We are pleased to announcethe return of Climate Wednesdays at Brooklyn Public Library! This series, presented by 350 Brooklyn, examines how Brooklynites can face the climate crisis and features experts and activists sharing their ideas and practical solutions to combat climate change. Launched in the fall of 2019, past events have explored how energy use, parenting, food, and our health are impacted by rising temperatures, pollution and natural disasters.
The next event on fossil fuel-free transportation (Wednesday, July 22, 7 pm) looks at sustainable transportation while considering the effects of the Covid-19 pandemic on our travel needs. Other events in the series will examine urban ecology, as well as the environmental and economic benefits of green collar jobs. Please note that registration is required for all events.
To celebrate our Climate Wednesdays series, we’ve selected a few books that explore climate change and how we can confront the climate crisis.
The Sustainable City by Steven Cohen
Cohen offers an approachable take on sustainable city planning, highlighting examples of how transportation, energy and waste are approached in urban environments around the world.
Rising: Dispatches from the New American Shore by Elizabeth Rush
Rising presents a harrowing picture of communities facing rising sea levels and severe weather across the United States, along with the plants and animals equally affected by climate change.
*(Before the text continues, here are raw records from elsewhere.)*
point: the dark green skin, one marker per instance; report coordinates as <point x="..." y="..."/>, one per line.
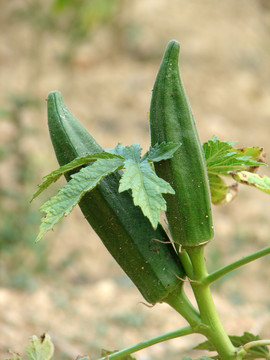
<point x="189" y="210"/>
<point x="129" y="237"/>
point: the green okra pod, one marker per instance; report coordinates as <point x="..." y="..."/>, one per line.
<point x="143" y="253"/>
<point x="189" y="210"/>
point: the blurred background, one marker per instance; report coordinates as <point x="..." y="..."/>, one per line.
<point x="103" y="56"/>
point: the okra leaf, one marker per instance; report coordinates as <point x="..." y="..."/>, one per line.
<point x="70" y="195"/>
<point x="146" y="187"/>
<point x="40" y="348"/>
<point x="222" y="159"/>
<point x="161" y="151"/>
<point x="221" y="192"/>
<point x="248" y="178"/>
<point x="56" y="174"/>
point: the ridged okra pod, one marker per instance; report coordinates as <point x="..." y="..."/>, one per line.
<point x="189" y="210"/>
<point x="143" y="253"/>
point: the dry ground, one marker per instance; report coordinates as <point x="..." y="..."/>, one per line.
<point x="225" y="54"/>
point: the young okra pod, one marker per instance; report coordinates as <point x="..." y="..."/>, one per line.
<point x="143" y="253"/>
<point x="189" y="210"/>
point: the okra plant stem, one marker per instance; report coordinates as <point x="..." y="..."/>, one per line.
<point x="228" y="268"/>
<point x="213" y="329"/>
<point x="180" y="302"/>
<point x="145" y="344"/>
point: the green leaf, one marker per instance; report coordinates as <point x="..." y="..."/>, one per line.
<point x="221" y="193"/>
<point x="40" y="348"/>
<point x="255" y="153"/>
<point x="132" y="152"/>
<point x="70" y="195"/>
<point x="78" y="162"/>
<point x="161" y="151"/>
<point x="222" y="159"/>
<point x="147" y="189"/>
<point x="248" y="178"/>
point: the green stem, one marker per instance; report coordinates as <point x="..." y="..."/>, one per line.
<point x="144" y="344"/>
<point x="185" y="260"/>
<point x="180" y="303"/>
<point x="213" y="328"/>
<point x="228" y="268"/>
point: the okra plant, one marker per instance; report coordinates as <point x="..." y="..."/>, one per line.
<point x="178" y="176"/>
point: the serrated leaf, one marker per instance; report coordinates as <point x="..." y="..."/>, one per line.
<point x="78" y="162"/>
<point x="221" y="158"/>
<point x="221" y="193"/>
<point x="260" y="182"/>
<point x="105" y="353"/>
<point x="70" y="195"/>
<point x="40" y="348"/>
<point x="161" y="151"/>
<point x="255" y="153"/>
<point x="132" y="152"/>
<point x="254" y="352"/>
<point x="147" y="189"/>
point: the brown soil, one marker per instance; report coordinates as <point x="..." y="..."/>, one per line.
<point x="90" y="304"/>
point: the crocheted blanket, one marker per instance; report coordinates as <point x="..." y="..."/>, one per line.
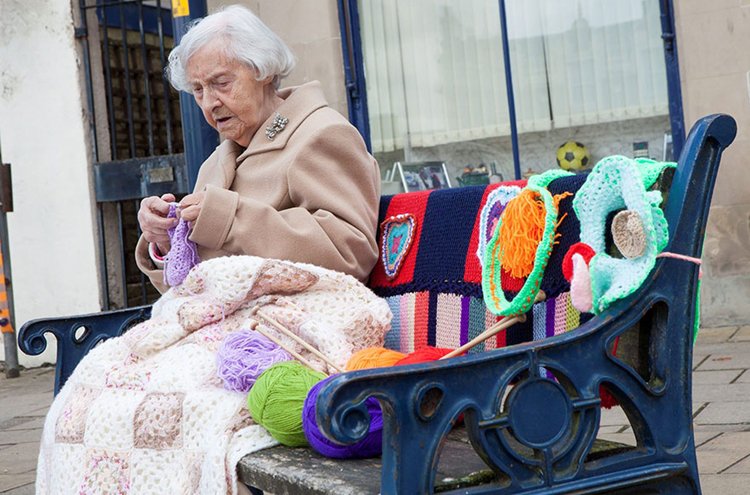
<point x="146" y="413"/>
Oil and Honey: The Education of an Unlikely Activist by Bill McKibben
Environmental activist McKibben draws on his personal accounts of both local and international attempts to fight climate change and reflects on the importance of each.
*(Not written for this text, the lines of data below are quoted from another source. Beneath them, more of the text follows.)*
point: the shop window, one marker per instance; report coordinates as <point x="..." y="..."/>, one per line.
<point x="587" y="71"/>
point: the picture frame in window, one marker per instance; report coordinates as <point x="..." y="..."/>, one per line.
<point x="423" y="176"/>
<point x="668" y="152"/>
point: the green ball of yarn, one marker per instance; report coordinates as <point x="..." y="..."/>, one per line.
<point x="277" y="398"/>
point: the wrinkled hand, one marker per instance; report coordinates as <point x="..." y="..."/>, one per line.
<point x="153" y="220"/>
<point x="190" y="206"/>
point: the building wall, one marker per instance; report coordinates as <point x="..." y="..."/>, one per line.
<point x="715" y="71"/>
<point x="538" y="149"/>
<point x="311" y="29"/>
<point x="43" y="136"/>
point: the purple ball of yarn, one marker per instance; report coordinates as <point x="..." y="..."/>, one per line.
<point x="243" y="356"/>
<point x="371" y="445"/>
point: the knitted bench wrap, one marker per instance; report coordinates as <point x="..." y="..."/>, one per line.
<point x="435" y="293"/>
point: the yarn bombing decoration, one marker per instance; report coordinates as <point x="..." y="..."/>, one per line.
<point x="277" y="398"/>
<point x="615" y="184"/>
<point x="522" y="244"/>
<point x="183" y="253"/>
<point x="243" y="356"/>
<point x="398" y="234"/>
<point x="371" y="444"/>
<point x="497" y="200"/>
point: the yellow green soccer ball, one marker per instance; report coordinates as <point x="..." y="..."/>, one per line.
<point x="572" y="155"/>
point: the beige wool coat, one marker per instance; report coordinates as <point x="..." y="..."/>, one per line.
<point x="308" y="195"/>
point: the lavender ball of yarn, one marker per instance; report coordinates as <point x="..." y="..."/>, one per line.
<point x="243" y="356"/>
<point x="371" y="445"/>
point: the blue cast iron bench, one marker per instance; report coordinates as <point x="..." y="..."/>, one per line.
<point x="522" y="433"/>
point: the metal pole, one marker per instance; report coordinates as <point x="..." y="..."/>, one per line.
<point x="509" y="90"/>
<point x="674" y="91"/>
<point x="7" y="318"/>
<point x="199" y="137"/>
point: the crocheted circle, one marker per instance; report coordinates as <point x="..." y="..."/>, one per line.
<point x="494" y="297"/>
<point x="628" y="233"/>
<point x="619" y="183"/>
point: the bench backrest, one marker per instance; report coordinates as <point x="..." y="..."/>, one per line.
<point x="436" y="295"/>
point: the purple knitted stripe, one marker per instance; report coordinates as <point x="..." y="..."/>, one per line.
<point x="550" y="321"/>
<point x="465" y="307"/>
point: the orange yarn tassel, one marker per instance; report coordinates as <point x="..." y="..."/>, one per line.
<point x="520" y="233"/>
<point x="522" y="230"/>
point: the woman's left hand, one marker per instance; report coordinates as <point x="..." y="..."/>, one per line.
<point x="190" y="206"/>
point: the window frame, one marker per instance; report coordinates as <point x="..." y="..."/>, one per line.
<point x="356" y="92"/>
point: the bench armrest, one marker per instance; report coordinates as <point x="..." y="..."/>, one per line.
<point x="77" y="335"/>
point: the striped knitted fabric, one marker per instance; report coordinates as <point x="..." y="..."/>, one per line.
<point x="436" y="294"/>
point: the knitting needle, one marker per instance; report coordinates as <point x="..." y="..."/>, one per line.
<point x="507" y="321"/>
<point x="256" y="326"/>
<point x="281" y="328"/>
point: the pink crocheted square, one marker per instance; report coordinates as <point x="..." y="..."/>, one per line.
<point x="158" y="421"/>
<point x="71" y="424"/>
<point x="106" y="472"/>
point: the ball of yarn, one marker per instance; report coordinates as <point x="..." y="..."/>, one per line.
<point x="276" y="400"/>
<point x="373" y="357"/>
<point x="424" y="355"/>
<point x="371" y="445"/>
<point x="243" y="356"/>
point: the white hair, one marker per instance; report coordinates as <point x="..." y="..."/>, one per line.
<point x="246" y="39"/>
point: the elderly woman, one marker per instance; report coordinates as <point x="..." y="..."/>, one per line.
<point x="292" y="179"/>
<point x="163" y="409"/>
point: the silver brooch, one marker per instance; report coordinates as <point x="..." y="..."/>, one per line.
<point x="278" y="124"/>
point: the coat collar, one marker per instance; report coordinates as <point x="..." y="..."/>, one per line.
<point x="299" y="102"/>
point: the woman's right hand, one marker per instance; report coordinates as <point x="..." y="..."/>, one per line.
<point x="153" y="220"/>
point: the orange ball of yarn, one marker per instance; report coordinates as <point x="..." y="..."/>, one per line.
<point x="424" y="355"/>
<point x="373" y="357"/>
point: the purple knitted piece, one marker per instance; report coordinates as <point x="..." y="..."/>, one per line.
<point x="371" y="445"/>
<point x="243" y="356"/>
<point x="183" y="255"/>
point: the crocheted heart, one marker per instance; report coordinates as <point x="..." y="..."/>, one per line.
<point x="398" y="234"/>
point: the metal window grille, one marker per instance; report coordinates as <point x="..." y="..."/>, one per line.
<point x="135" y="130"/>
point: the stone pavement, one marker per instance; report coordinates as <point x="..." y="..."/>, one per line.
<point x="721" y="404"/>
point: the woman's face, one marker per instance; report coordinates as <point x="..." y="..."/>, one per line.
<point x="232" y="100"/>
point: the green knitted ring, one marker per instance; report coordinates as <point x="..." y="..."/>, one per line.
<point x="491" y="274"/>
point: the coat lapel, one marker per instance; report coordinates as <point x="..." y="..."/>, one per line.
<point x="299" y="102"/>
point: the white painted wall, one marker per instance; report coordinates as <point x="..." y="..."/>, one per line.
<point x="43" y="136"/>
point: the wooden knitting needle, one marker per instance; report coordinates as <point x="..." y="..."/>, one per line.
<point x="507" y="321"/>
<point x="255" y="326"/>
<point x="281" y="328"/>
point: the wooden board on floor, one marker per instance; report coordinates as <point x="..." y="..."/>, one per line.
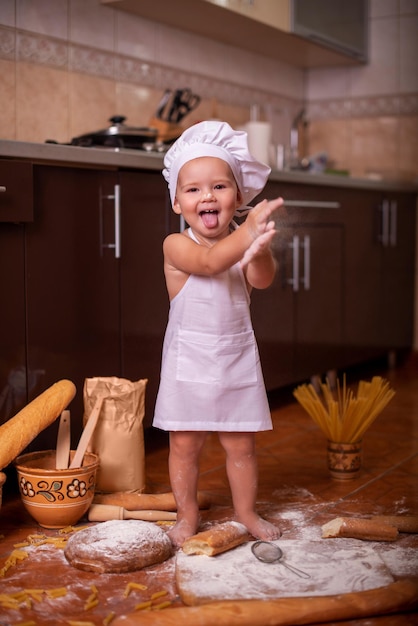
<point x="335" y="566"/>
Amity and Prosperity: One Family and the Fracturing of America by Eliza Griswold
Based on seven years of reporting, Griswold illustrates the intersecting environmental, health and economic struggles faced by an Appalachian family in the midst of a natural gas boom.
The Uninhabitable Earth: Life After Warming by David Wallace-Wells
The Uninhabitable Earth serves as a stark warning about the potential catastrophes brought about by climate change, and highlights the necessity of immediate action to avoid future crises.
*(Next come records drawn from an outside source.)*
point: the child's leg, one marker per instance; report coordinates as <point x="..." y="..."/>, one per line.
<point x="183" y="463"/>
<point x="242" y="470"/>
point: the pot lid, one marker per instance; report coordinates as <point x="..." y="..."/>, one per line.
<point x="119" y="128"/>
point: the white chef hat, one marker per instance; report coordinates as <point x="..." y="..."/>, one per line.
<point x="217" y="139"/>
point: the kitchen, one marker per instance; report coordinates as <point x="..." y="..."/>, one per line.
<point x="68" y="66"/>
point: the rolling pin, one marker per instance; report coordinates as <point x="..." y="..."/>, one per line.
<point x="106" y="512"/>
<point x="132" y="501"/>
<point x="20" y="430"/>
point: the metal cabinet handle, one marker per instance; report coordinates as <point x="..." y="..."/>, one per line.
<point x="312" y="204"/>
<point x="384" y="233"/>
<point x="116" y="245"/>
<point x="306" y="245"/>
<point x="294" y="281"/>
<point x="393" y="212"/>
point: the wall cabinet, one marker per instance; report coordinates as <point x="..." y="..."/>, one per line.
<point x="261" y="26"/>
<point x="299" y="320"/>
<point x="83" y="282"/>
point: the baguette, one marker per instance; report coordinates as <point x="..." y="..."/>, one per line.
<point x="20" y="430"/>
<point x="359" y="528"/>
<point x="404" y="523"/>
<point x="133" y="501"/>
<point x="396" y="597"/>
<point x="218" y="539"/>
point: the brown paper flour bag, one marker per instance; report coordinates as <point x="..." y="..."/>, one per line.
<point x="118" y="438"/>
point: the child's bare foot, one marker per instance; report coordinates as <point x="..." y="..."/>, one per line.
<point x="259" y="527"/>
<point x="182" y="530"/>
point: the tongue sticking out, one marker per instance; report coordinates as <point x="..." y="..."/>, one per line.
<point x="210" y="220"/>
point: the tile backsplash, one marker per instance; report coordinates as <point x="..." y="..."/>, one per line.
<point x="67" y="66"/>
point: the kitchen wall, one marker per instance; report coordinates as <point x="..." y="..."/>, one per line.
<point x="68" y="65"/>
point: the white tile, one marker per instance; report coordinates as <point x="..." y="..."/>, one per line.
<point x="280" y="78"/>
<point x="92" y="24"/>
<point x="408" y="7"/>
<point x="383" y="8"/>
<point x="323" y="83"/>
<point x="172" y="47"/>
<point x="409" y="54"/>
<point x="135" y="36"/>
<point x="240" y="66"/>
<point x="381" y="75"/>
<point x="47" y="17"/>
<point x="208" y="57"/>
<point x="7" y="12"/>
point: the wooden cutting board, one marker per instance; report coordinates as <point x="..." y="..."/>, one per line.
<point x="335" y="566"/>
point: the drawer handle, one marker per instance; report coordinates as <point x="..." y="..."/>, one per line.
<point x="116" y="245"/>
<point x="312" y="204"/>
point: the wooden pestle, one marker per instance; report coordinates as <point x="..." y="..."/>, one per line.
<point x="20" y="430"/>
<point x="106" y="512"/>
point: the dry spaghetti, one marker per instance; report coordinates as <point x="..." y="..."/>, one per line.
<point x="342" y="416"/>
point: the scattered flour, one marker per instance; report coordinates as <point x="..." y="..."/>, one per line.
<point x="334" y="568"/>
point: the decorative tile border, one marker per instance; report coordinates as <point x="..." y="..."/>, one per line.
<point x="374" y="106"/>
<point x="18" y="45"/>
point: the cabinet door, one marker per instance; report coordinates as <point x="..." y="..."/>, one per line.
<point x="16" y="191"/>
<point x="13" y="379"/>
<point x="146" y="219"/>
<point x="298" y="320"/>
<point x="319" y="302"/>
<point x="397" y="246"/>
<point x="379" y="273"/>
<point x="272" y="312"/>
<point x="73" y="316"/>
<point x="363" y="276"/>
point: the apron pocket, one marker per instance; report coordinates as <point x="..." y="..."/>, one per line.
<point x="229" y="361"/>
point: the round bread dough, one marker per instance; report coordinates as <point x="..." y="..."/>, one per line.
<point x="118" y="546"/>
Live Sustainably Now: A Low-Carbon Vision of the Good Life by Karl Coplan
Drawing on personal experience, Coplan shares a vision of how one can live sustainably in a fulfilling way.
A Planet to Win: Why We Need a Green New Deal by Kate Aronoff, Alyssa Battistoni, Daniel Aldana Cohen, and Thea Riofrancos
A Planet to Win calls for radical change to cut carbon emissions while generating equitable livelihoods for all Americans through the Green New Deal.
The Overstory by Richard Powers
Powers’ Pulitzer Prize-winning, expansive novel about humanity's complex relationship to trees and the natural world.